An experimental drug designed to reduce brain inflammation appears safe for older adults undergoing surgery and may lower the risk of postoperative delirium, according to a phase 2 clinical trial published in JAMA Network Open.
The drug, CN-105, is a lab-made peptide developed at Duke University School of Medicine to mimic the protective effects of apolipoprotein E (APOE), a protein linked to brain health.
The primary goal of the trial, known as MARBLE, was safety. On that front, CN-105 performed well, marking an early step toward what could become the first medication to treat postoperative delirium.
“Delirium remains one of the most common, costly and under addressed complications of surgery in older adults,” said the study’s lead author Miles Berger, MD, PhD, an anesthesiologist and perioperative care researcher at Stanford Medicine. “There is a critical need for new approaches that target its underlying biology.”
Roughly one in four older patients develop confusion and altered awareness in the hours and days after surgery. The condition — postoperative delirium — costs the U.S. health care system an estimated $80 billion a year.

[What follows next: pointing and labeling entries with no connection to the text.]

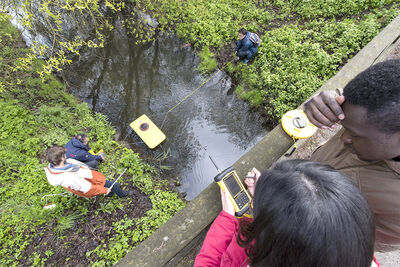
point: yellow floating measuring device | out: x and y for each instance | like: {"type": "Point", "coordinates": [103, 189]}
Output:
{"type": "Point", "coordinates": [296, 124]}
{"type": "Point", "coordinates": [148, 131]}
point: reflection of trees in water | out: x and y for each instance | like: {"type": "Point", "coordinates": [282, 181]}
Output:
{"type": "Point", "coordinates": [127, 80]}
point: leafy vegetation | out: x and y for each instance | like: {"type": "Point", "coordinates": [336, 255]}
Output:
{"type": "Point", "coordinates": [35, 113]}
{"type": "Point", "coordinates": [303, 44]}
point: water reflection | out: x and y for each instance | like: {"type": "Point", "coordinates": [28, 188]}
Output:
{"type": "Point", "coordinates": [124, 81]}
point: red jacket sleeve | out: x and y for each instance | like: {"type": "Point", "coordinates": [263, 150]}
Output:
{"type": "Point", "coordinates": [218, 238]}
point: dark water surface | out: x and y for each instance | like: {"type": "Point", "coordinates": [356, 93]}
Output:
{"type": "Point", "coordinates": [124, 81]}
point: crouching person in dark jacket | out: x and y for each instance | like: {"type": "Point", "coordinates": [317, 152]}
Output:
{"type": "Point", "coordinates": [78, 149]}
{"type": "Point", "coordinates": [245, 48]}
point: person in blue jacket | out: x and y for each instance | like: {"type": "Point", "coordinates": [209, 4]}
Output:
{"type": "Point", "coordinates": [78, 149]}
{"type": "Point", "coordinates": [245, 49]}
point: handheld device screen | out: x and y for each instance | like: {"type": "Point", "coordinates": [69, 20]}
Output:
{"type": "Point", "coordinates": [232, 185]}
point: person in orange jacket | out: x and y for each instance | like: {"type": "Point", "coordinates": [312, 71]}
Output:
{"type": "Point", "coordinates": [77, 177]}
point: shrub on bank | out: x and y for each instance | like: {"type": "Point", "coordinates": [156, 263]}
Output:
{"type": "Point", "coordinates": [34, 115]}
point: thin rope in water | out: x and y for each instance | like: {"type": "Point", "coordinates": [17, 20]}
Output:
{"type": "Point", "coordinates": [189, 95]}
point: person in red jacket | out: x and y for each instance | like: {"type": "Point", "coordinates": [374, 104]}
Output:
{"type": "Point", "coordinates": [78, 178]}
{"type": "Point", "coordinates": [305, 214]}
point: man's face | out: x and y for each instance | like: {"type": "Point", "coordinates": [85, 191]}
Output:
{"type": "Point", "coordinates": [367, 141]}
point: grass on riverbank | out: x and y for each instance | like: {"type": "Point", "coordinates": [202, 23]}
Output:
{"type": "Point", "coordinates": [34, 115]}
{"type": "Point", "coordinates": [304, 43]}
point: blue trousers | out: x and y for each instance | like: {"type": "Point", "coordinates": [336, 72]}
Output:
{"type": "Point", "coordinates": [92, 164]}
{"type": "Point", "coordinates": [116, 189]}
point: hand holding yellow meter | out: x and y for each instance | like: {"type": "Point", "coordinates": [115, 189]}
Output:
{"type": "Point", "coordinates": [230, 182]}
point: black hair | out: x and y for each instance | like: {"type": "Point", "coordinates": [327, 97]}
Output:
{"type": "Point", "coordinates": [243, 31]}
{"type": "Point", "coordinates": [81, 137]}
{"type": "Point", "coordinates": [55, 154]}
{"type": "Point", "coordinates": [377, 89]}
{"type": "Point", "coordinates": [308, 214]}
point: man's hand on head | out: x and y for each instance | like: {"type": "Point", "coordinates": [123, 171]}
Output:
{"type": "Point", "coordinates": [324, 110]}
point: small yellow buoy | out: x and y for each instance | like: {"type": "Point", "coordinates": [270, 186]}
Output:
{"type": "Point", "coordinates": [296, 124]}
{"type": "Point", "coordinates": [148, 131]}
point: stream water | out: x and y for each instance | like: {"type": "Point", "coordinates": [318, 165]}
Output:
{"type": "Point", "coordinates": [124, 81]}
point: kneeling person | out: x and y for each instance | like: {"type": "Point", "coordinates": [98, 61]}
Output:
{"type": "Point", "coordinates": [79, 180]}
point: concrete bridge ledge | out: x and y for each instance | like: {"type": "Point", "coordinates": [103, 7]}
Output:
{"type": "Point", "coordinates": [170, 243]}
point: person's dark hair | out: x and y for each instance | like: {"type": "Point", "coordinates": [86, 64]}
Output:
{"type": "Point", "coordinates": [243, 31]}
{"type": "Point", "coordinates": [81, 137]}
{"type": "Point", "coordinates": [308, 214]}
{"type": "Point", "coordinates": [377, 89]}
{"type": "Point", "coordinates": [55, 154]}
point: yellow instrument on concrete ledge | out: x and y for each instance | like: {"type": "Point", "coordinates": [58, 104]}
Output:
{"type": "Point", "coordinates": [148, 131]}
{"type": "Point", "coordinates": [296, 124]}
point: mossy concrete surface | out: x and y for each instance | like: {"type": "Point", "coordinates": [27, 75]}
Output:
{"type": "Point", "coordinates": [170, 243]}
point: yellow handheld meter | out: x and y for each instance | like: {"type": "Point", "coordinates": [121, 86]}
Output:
{"type": "Point", "coordinates": [230, 182]}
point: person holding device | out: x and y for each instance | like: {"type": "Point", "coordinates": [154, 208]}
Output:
{"type": "Point", "coordinates": [77, 178]}
{"type": "Point", "coordinates": [305, 214]}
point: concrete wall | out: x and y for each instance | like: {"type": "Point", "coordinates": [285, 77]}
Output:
{"type": "Point", "coordinates": [170, 243]}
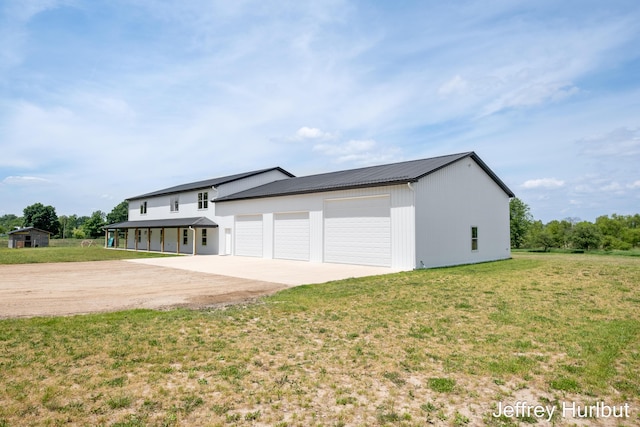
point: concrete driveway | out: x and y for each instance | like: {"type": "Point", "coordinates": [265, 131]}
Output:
{"type": "Point", "coordinates": [291, 273]}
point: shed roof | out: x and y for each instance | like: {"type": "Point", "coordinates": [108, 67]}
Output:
{"type": "Point", "coordinates": [199, 222]}
{"type": "Point", "coordinates": [25, 229]}
{"type": "Point", "coordinates": [208, 183]}
{"type": "Point", "coordinates": [373, 176]}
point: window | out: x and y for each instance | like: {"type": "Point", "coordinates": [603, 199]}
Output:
{"type": "Point", "coordinates": [474, 238]}
{"type": "Point", "coordinates": [174, 203]}
{"type": "Point", "coordinates": [203, 200]}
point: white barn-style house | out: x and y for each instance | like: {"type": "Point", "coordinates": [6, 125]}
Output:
{"type": "Point", "coordinates": [432, 212]}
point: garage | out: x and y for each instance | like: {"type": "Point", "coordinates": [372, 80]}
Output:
{"type": "Point", "coordinates": [291, 236]}
{"type": "Point", "coordinates": [249, 235]}
{"type": "Point", "coordinates": [358, 231]}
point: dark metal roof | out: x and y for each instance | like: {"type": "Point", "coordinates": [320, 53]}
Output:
{"type": "Point", "coordinates": [22, 230]}
{"type": "Point", "coordinates": [373, 176]}
{"type": "Point", "coordinates": [207, 183]}
{"type": "Point", "coordinates": [200, 222]}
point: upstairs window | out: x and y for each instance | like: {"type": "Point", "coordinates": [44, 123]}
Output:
{"type": "Point", "coordinates": [203, 200]}
{"type": "Point", "coordinates": [474, 238]}
{"type": "Point", "coordinates": [174, 204]}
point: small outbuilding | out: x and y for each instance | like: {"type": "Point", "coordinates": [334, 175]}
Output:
{"type": "Point", "coordinates": [28, 237]}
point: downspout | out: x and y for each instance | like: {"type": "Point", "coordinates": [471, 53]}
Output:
{"type": "Point", "coordinates": [194, 240]}
{"type": "Point", "coordinates": [414, 204]}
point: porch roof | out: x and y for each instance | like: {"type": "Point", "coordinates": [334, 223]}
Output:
{"type": "Point", "coordinates": [199, 222]}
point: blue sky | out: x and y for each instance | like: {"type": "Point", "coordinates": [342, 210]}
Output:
{"type": "Point", "coordinates": [102, 100]}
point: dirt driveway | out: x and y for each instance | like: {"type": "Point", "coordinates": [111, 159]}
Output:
{"type": "Point", "coordinates": [28, 290]}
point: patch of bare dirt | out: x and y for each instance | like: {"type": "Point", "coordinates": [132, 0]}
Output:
{"type": "Point", "coordinates": [29, 290]}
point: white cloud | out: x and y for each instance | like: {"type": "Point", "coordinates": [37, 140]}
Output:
{"type": "Point", "coordinates": [547, 183]}
{"type": "Point", "coordinates": [312, 133]}
{"type": "Point", "coordinates": [25, 180]}
{"type": "Point", "coordinates": [358, 151]}
{"type": "Point", "coordinates": [621, 142]}
{"type": "Point", "coordinates": [456, 85]}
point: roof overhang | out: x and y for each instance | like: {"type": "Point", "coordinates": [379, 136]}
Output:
{"type": "Point", "coordinates": [197, 222]}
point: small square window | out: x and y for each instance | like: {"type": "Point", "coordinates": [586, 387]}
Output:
{"type": "Point", "coordinates": [203, 200]}
{"type": "Point", "coordinates": [174, 204]}
{"type": "Point", "coordinates": [474, 238]}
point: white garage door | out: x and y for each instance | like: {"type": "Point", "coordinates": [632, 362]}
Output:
{"type": "Point", "coordinates": [249, 235]}
{"type": "Point", "coordinates": [358, 231]}
{"type": "Point", "coordinates": [291, 236]}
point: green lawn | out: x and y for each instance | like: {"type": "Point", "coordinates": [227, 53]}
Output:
{"type": "Point", "coordinates": [438, 347]}
{"type": "Point", "coordinates": [68, 254]}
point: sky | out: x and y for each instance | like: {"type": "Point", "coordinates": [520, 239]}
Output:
{"type": "Point", "coordinates": [101, 100]}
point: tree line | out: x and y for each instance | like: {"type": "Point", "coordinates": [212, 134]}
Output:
{"type": "Point", "coordinates": [64, 226]}
{"type": "Point", "coordinates": [621, 232]}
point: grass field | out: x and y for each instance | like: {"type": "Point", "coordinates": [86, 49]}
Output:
{"type": "Point", "coordinates": [439, 347]}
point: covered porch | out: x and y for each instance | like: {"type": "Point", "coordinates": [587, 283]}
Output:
{"type": "Point", "coordinates": [176, 235]}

In the trial, 186 patients ages 60 and older were randomly assigned to receive either CN-105 or a placebo. Patients who received CN-105 before surgery had fewer complications overall, with a median of one moderate or serious complication, such as infection, digestive or blood-related issues, compared to two in those who did not.
Although the study was not designed to measure effectiveness, researchers observed encouraging trends.
Postoperative delirium affected 19.3% of patients who received CN-105, compared with 26.5% of those in the non-treatment group.
The approximate 25% relative risk reduction favored the drug, but did not reach statistical significance, likely a result of the modest sample size, said first study author Noah Timko, MPH, a clinical research coordinator in the Duke Department of Anesthesiology.
The results set the stage for a larger clinical study to determine whether the drug truly reduces postoperative delirium.
“Even a modest reduction could translate into shorter hospital stays, lower costs, and a better quality of life,” Berger said.
Scientists increasingly believe inflammation is a key cause of postoperative delirium. One risk factor is the APOE ε4 gene variant, which is tied to Alzheimer’s disease and heightened inflammation in the brain.
That connection points to what happens next: Surgery triggers inflammation across the body. In more vulnerable brains, that surge can briefly scramble thinking and awareness.
“The idea is that postoperative delirium may be an acute, short-term version of the type of inflammatory processes that drive longer-term neurodegenerative diseases,” Berger said.
To target those processes, Duke scientists reverse engineered APOE’s neuroprotective effects into a drug refined enough to cross the blood-brain barrier and tamp down harmful inflammation.
It’s a discovery process that began more than 30 years ago in the lab of Daniel Laskowitz, MD, a Duke neurologist and co-inventor of CN-105. Laskowitz and colleagues hold multiple patents and, with Duke University, launched the startup, Aegis CN, to help develop the drug further.
“Because it helps block brain inflammation and prevents nerve cell death, it may be effective across a wide range of conditions – from acute brain injuries like stroke and intracranial hemorrhage to post-operative delirium and chronic neurogenerative diseases, such as Alzheimer’s,” Laskowitz said.
The study was funded by the Alzheimer’s Drug Discovery Foundation and the National Institutes on Aging.